Anyway, I am digressing. Not my intention to nit pick on solutions, really. But the information about the impact of the Great Depression on Singapore has value.
I want to reopen the threadstarter's question again, but with a few of the following factors being kept in mind.
Here is how Singapore back in 30s different from Singapore today:
1) We are no longer part of Malaya or British rule. We are an independant republic, so if anything happens, we are on our own.
2) There is no rubber or tin or any of such resources now. We are reliant on being THE Hub of... whatever is profitable.
3) Technology has allowed us to bring in labour resources easier. But it is also easier for these resources to leave. Nothing to keep them here if the situation goes bad, really.
4) We have foreign investments.

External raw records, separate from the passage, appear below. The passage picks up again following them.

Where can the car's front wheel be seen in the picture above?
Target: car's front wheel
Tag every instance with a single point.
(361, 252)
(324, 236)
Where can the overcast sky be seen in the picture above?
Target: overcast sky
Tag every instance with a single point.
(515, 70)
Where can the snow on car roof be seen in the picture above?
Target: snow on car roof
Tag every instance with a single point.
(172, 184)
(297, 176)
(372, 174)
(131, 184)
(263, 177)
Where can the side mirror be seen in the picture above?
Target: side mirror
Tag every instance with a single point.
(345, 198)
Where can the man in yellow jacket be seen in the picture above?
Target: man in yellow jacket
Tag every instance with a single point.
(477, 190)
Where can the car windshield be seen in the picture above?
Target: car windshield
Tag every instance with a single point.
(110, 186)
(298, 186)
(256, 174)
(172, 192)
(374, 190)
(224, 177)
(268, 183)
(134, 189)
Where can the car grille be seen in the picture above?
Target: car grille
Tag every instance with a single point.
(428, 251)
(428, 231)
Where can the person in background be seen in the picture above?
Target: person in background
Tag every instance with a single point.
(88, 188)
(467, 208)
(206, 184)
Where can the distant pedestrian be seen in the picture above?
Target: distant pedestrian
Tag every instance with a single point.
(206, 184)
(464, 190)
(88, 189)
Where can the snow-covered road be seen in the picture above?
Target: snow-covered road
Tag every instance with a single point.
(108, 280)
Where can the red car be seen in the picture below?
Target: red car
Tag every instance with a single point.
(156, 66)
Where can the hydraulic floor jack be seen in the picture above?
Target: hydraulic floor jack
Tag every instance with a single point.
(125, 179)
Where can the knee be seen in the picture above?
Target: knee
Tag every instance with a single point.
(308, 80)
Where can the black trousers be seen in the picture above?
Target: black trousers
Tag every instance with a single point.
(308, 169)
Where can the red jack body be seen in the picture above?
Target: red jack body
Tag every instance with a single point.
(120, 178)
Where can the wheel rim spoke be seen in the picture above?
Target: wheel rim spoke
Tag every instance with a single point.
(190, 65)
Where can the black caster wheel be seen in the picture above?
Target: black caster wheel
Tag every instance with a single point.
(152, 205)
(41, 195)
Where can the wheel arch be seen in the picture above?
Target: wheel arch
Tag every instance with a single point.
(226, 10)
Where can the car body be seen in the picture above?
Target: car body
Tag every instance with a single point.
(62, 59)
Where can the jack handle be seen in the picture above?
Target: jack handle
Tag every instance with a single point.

I don't know how diversified this portfolio is. Basic understanding is that the more diversified, the better.
5) Tourism seems to be the ace card of our economy right now, with the F1 and Youth Olympics around the corner, and the building of the IR. In the short-mid term, it seems to look healthy. But in order for this to remain competitive, there is a need to constantly churn out things to make it attractive - which some of us may argue may cause a "manufactured" and "artificial" representation of Singapore.
Perhaps there are many more factors to consider, but based on these (and others that you might have), what would be your intelligent guess to how the US economic situation will affect Singapore?